Demokrat Parti'nin saldırgan dış politikasının sözcülerinden biri olan Menendez, "Birkaç gün önce Cumhurbaşkanı Erdoğan, Atina'ya füze saldırısı tehdidinde bulundu. 'Yunanistan, füzelerimizden korkuyor. Tayfun füzesi Atina'yı vurur diyorlar', sonra da doğrudan Yunan halkına seslenerek 'Vuracak tabii sen rahat durmazsan' ifadelerini kullandı. Bir NATO üyesi, üç milyon sivilin yaşadığı Atina'yı doğrudan hedef almakla tehdit ediyor. Birleşmiş Milletler'e (BM) göre sivillere yönelik kasıtlı saldırı, savaş suçudur" diyerek şöyle bir manzara çizdi:
"Erdoğan yıllarca içeride ve dışarıda baskıcı, demokrasi karşıtı politikalar izledi. Erdoğan, Türkiye'de hakaretleri ve ifade özgürlüğünü suç haline getirmekten, muhalifliği ve siyasi muhalefet figürlerini bastırmaya kadar o kadar çok demokrasi ve insan hakları aktivistini hapse attı ve susturdu ki, bir noktada Türk hapishanelerinde Türkiye'deki herhangi bir yerden daha fazla avukat ve gazeteci vardı."
Menendez, Cumhurbaşkanı Erdoğan'ın "Bir gece ansızın gelebiliriz" sloganı eşliğinde Yunanistan'a yönelik politikalarını ve Ankara'nın PKK'nın uzantısı, dolayısıyla 'terör örgütü' kabul ettiği Suriye'nin kuzeyindeki Demokratik Suriye Güçleri'ne (DSG) yönelik operasyonlarını da eleştirdi.
Senato Dış İlişkiler Komisyonu Başkanı, İstanbul Büyükşehir Belediye Başkanı Ekrem İmamoğlu hakkında siyasi yasak getiren hapis cezası kararını da gündeme taşıdı:
"Daha geçen hafta Erdoğan'ın siyasi rakiplerinden biri olan İstanbul'un popüler belediye başkanı 2.5 yıl hapis cezasına çarptırıldı. Suçlama ne?
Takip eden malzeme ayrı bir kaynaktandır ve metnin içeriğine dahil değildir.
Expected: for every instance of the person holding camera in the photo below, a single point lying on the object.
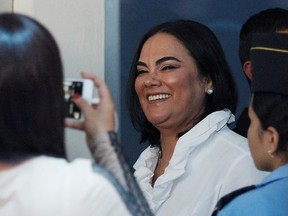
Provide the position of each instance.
(35, 176)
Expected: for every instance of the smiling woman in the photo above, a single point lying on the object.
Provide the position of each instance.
(181, 96)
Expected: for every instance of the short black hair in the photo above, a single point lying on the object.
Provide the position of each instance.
(272, 110)
(266, 21)
(210, 60)
(31, 90)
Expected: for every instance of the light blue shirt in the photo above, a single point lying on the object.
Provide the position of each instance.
(270, 198)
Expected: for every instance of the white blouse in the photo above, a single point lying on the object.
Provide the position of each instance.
(208, 162)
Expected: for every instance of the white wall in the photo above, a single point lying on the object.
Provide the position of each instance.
(78, 26)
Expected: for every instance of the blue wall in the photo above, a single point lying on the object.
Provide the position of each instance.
(224, 17)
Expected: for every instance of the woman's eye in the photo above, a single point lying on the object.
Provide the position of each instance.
(141, 72)
(168, 67)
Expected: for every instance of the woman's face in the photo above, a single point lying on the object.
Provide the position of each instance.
(170, 90)
(256, 140)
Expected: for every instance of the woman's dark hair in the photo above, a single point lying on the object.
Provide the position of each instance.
(205, 48)
(31, 90)
(272, 110)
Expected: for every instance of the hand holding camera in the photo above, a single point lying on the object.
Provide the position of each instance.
(96, 118)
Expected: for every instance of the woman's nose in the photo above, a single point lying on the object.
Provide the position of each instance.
(152, 80)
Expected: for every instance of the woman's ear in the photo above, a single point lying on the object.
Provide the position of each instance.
(248, 70)
(271, 140)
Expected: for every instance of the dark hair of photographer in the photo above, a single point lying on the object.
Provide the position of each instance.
(32, 100)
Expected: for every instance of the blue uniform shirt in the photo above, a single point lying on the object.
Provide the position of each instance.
(270, 198)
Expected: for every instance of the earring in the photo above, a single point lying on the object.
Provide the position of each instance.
(270, 153)
(209, 91)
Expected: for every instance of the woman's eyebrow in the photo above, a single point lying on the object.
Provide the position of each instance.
(166, 58)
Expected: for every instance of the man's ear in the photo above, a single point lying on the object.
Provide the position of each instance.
(271, 140)
(248, 70)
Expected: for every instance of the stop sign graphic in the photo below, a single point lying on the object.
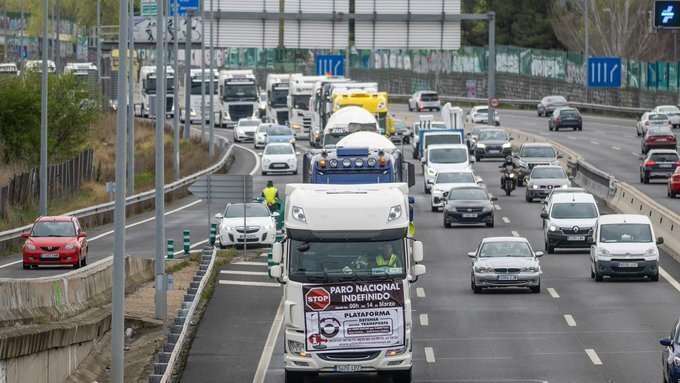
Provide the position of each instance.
(317, 298)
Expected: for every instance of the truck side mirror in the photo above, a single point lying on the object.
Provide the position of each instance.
(277, 253)
(417, 251)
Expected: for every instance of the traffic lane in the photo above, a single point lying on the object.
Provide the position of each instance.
(189, 215)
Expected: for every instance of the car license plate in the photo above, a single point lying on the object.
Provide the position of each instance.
(347, 368)
(576, 238)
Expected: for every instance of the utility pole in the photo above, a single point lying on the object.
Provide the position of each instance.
(43, 118)
(131, 103)
(211, 149)
(161, 299)
(118, 295)
(175, 117)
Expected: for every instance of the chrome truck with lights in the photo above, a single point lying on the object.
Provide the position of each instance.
(347, 265)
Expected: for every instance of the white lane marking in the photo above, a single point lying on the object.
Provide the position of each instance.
(238, 272)
(429, 355)
(269, 345)
(669, 278)
(593, 357)
(553, 293)
(245, 263)
(248, 283)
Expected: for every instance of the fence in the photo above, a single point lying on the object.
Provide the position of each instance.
(63, 179)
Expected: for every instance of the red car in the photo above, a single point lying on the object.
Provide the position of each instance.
(674, 183)
(55, 241)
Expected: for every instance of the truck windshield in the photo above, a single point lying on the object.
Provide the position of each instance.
(318, 262)
(240, 92)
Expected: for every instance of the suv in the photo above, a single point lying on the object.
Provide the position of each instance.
(532, 154)
(424, 99)
(568, 220)
(624, 245)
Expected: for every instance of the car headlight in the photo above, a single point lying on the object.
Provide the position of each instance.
(297, 348)
(299, 214)
(395, 213)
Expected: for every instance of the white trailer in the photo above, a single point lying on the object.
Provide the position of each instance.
(147, 90)
(238, 96)
(347, 267)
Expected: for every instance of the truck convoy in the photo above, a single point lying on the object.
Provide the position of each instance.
(147, 90)
(277, 98)
(238, 96)
(299, 93)
(347, 265)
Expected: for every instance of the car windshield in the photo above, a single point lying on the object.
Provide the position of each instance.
(455, 178)
(346, 261)
(252, 210)
(490, 135)
(575, 210)
(278, 149)
(53, 229)
(468, 194)
(280, 131)
(538, 152)
(625, 232)
(505, 249)
(448, 156)
(542, 173)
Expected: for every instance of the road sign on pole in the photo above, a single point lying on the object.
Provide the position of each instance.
(604, 72)
(330, 64)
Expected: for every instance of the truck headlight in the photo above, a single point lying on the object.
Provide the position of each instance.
(297, 348)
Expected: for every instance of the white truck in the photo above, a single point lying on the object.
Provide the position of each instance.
(147, 90)
(238, 96)
(347, 265)
(277, 96)
(299, 93)
(197, 79)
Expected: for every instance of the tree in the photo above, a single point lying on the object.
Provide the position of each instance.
(616, 28)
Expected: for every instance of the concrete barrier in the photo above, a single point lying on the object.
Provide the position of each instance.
(43, 300)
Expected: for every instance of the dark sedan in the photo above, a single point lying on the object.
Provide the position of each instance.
(492, 143)
(658, 138)
(469, 205)
(565, 118)
(658, 163)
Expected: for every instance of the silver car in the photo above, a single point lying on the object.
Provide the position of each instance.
(505, 262)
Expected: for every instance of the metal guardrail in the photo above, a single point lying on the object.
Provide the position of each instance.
(131, 201)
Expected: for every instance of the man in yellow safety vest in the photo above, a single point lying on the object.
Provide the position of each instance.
(270, 194)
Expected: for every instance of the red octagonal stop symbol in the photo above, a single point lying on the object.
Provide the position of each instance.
(317, 298)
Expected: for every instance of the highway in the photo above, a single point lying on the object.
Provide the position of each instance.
(575, 330)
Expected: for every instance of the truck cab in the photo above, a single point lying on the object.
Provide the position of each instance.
(347, 265)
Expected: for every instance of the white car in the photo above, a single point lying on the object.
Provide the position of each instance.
(447, 180)
(672, 111)
(624, 245)
(245, 129)
(260, 225)
(480, 115)
(279, 157)
(439, 158)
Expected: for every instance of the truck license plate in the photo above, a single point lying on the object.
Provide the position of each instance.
(347, 368)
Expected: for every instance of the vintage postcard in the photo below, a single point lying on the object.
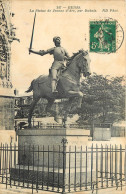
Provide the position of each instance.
(62, 96)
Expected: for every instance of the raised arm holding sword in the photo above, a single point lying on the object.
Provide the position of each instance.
(59, 54)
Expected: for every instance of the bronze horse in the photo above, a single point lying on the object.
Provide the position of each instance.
(68, 85)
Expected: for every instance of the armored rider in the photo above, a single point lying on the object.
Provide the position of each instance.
(60, 55)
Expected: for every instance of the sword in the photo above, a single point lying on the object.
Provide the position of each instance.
(32, 34)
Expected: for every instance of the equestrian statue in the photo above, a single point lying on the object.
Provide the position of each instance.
(62, 82)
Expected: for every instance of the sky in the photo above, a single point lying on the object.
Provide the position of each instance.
(72, 27)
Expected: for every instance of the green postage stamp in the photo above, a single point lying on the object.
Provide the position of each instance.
(103, 36)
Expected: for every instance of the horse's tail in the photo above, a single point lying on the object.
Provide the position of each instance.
(30, 88)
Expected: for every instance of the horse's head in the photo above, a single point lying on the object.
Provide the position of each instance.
(84, 63)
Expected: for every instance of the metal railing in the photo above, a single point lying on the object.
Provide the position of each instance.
(63, 168)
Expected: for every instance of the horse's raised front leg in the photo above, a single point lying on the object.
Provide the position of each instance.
(49, 106)
(77, 94)
(32, 106)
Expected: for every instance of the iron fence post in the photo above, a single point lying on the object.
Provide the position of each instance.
(64, 141)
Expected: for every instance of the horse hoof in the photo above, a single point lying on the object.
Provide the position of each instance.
(29, 126)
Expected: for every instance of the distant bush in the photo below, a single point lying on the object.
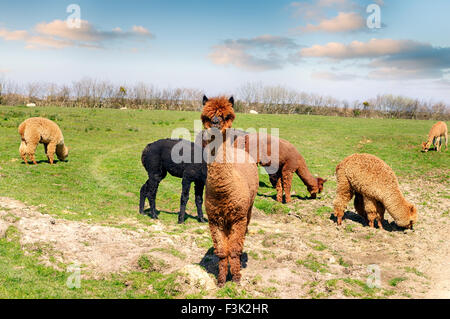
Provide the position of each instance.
(91, 93)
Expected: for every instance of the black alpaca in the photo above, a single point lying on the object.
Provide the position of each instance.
(157, 160)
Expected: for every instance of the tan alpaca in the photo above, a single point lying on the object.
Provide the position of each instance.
(438, 131)
(231, 187)
(370, 209)
(285, 159)
(37, 130)
(377, 188)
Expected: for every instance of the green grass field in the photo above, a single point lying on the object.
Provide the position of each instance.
(100, 183)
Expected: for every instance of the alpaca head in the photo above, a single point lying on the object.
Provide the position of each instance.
(218, 113)
(318, 188)
(408, 217)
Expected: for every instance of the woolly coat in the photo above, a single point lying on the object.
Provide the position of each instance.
(372, 178)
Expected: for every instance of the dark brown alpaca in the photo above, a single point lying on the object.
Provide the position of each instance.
(231, 187)
(286, 161)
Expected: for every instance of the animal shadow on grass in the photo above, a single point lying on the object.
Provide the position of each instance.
(45, 162)
(186, 216)
(274, 197)
(390, 227)
(210, 262)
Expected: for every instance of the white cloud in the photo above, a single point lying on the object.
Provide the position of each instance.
(387, 58)
(262, 53)
(343, 22)
(357, 49)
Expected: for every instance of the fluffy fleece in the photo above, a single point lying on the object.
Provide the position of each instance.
(157, 160)
(287, 159)
(231, 187)
(37, 130)
(438, 131)
(376, 185)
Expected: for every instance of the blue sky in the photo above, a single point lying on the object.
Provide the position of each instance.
(317, 46)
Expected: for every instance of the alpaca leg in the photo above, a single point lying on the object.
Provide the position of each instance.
(223, 271)
(287, 184)
(279, 190)
(30, 150)
(51, 148)
(344, 194)
(236, 240)
(45, 151)
(199, 186)
(221, 251)
(273, 178)
(359, 206)
(152, 189)
(380, 214)
(184, 199)
(446, 140)
(142, 197)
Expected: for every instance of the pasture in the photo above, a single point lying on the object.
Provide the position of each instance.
(85, 211)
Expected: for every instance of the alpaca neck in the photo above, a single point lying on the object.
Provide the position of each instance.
(221, 169)
(305, 175)
(397, 206)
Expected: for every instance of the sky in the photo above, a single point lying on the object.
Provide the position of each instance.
(347, 49)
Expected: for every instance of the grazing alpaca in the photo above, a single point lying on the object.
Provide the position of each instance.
(370, 209)
(376, 188)
(157, 158)
(231, 188)
(37, 130)
(438, 131)
(288, 161)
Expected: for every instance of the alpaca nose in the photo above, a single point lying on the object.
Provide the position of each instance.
(215, 121)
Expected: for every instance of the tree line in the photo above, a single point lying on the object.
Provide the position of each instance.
(92, 93)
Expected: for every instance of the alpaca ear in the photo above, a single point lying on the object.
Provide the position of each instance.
(231, 100)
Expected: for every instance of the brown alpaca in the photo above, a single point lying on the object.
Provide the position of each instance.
(37, 130)
(376, 188)
(231, 187)
(370, 210)
(288, 161)
(438, 131)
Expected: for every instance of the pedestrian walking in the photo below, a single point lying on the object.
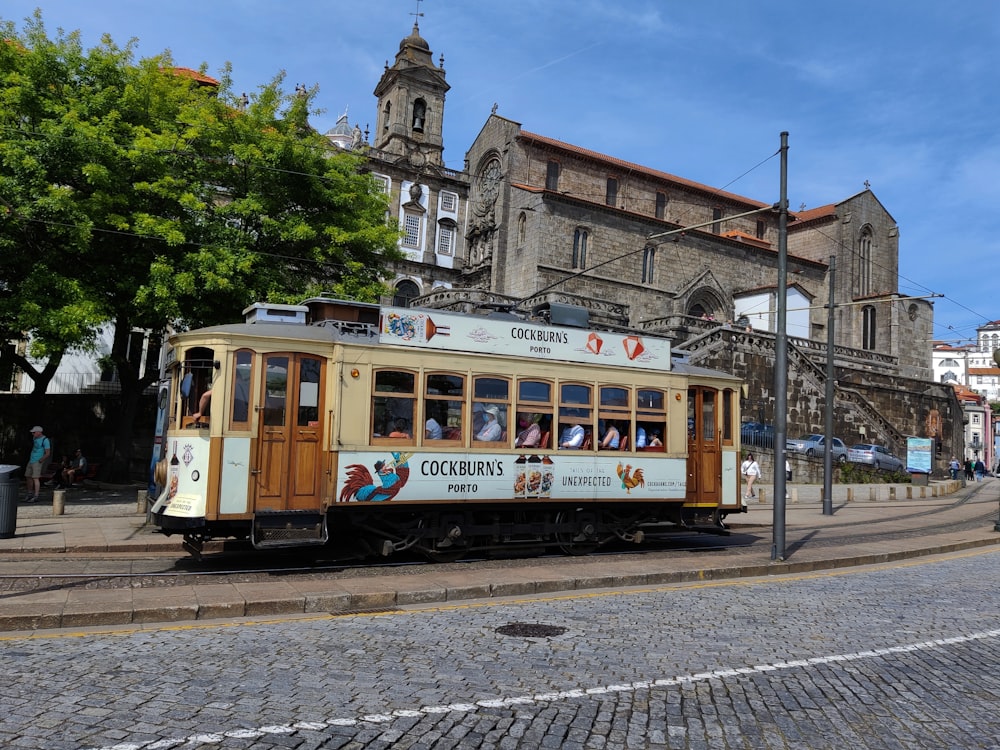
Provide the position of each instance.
(954, 467)
(41, 451)
(750, 470)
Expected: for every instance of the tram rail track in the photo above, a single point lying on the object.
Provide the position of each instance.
(141, 570)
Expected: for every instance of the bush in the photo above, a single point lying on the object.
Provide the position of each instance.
(864, 474)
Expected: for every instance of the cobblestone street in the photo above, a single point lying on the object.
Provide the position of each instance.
(901, 656)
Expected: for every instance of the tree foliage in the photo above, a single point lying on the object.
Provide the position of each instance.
(147, 195)
(142, 194)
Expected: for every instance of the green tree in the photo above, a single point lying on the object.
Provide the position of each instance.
(150, 196)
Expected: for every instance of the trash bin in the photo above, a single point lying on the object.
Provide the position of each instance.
(9, 488)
Yüksek Seçim Kurulu üyelerine hakaret. Bu, bir eyalet seçim komisyonuna veya Federal Seçim Komisyonuna veya bu tür herhangi bir kuruluşa hakaret ettiği için bir Amerikalının 2.5 yıl hapis cezasına çarptırılmasına eşdeğer. Hapis cezası yeterince açık mesaj vermiyormuş gibi mahkeme, belediye başkanına siyasi yasak da getirdi. Erdoğan bu saldırganlığı ve baskıyı kendi ekonomisinin korkunç başarısızlığından dikkatleri uzaklaştırmak için kullanıyor olabilir. İnadına yapıyor olabilir. Ya da bir haydut olduğu için yapıyor olabilir. Net olan bir şey varsa, o da ABD'nin Erdoğan'ın eylemlerini ciddiye alması gerektiği."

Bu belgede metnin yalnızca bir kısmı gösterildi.